A iniciativa Obras Sociais Irmã Dulce (OSID), fundada em 1959, hoje faz cerca de 3,5 milhões de procedimentos por ano e conta com 21 núcleos que promovem saúde, educação e assistência social.  O hospital conta com mil leitos, faz 18 mil internamentos e realiza 2 milhões de atendimentos ambulatoriais por ano. O Centro Educacional Santo Antônio nasceu como um orfanato e hoje é uma escola de tempo integral e oferece acesso a arte-educação, inclusão digital, atividades esportivas. A entidade responde também pelo Centro de Convivência Irmã Dulce dos Pobres, localizado no Centro Histórico de Salvador.

Uma obra desse tamanho não sobrevive só com bondade. Obras sociais precisam de recursos.
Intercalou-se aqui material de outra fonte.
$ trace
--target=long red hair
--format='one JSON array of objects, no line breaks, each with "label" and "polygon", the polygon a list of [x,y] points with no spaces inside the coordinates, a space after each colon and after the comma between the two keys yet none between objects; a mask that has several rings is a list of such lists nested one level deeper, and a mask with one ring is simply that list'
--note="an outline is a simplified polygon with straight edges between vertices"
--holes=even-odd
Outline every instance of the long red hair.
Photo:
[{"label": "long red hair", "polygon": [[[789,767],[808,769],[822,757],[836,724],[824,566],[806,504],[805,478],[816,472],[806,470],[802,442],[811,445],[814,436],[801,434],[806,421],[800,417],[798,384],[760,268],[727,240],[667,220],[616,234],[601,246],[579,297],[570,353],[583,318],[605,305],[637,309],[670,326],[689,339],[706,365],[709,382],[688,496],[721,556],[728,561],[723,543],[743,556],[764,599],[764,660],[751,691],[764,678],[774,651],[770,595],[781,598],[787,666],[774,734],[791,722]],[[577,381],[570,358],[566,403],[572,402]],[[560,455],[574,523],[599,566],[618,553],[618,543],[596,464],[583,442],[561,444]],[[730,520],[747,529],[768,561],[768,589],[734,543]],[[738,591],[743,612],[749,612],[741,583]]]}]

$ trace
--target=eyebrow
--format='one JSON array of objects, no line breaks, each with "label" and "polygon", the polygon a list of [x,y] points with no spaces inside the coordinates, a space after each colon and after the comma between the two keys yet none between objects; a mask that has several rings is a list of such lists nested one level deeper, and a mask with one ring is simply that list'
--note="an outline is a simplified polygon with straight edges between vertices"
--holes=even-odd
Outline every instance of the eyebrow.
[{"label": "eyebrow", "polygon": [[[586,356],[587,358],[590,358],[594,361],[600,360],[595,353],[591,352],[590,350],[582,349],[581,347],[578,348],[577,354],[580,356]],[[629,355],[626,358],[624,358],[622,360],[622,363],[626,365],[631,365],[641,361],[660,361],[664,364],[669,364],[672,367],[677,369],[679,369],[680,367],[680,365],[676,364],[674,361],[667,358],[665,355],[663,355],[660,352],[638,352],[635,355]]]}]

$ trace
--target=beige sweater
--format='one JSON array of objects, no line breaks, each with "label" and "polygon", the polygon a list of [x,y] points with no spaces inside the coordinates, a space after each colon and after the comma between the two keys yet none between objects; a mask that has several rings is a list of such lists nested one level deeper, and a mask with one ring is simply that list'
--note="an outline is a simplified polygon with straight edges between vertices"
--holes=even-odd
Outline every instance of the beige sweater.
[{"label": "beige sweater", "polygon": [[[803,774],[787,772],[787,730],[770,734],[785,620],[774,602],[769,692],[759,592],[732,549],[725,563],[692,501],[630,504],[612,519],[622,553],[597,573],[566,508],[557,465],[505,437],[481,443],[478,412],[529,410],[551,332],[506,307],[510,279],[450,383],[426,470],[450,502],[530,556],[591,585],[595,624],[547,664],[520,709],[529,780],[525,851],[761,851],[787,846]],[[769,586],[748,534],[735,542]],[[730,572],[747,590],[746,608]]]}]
E o “anjo bom da Bahia”, como era conhecida, sabia captar.

E o que podemos aprender com ela sobre  arrecadação de recursos?

Paixão pela causa acredito que seja o ingrediente número um. Quando se acredita na causa é possível perceber o brilho nos olhos de quem está pedindo a doação. Captar recursos é antes de tudo compartilhar sonhos.

Networking também é fundamental. Ela circulava em vários grupos, de presidentes, militares, ricos e poderosos e não tinha vergonha de pedir dinheiro.

Comprometimento, dedicação e disciplina são imprescindíveis. Segundo Nizan, era santa com os pobres, mas pragmática com os ricos. Ele conta que ela ficava na sala de espera do futuro doador e só saía de lá quando o próprio se dignava a recebê-la. Dizem que ela até cantava em praça pública para conseguir recursos para sua obra.

Ela era também a principal embaixadora da sua causa. Irmã Dulce não gostava de imprensa, mas, quando percebeu que sua imagem “vendia”passou a usá-la para captar recursos.  Ângelo Calmon de Sá, que foi um dos grandes apoiadores de Irmã Dulce e integra o Conselho de Administração da OSID, conta que um documentário sobre ela exibido na Rede Globo em 1982 trouxe muita visibilidade para a causa e ajudou a fechar as contas naquele ano.  Sua imagem ganhou mais força quando foi indicada pela Rainha Silvia da Suécia e o ex-presidente José Sarney para receber o Prêmio Nobel da Paz. 

Depois de sua morte, em 1992, a entidade continua precisando de recursos, tendo encerrado o ano de 2018 com um deficit de R$11 milhões. Para apoiar a instituição, acesse o link.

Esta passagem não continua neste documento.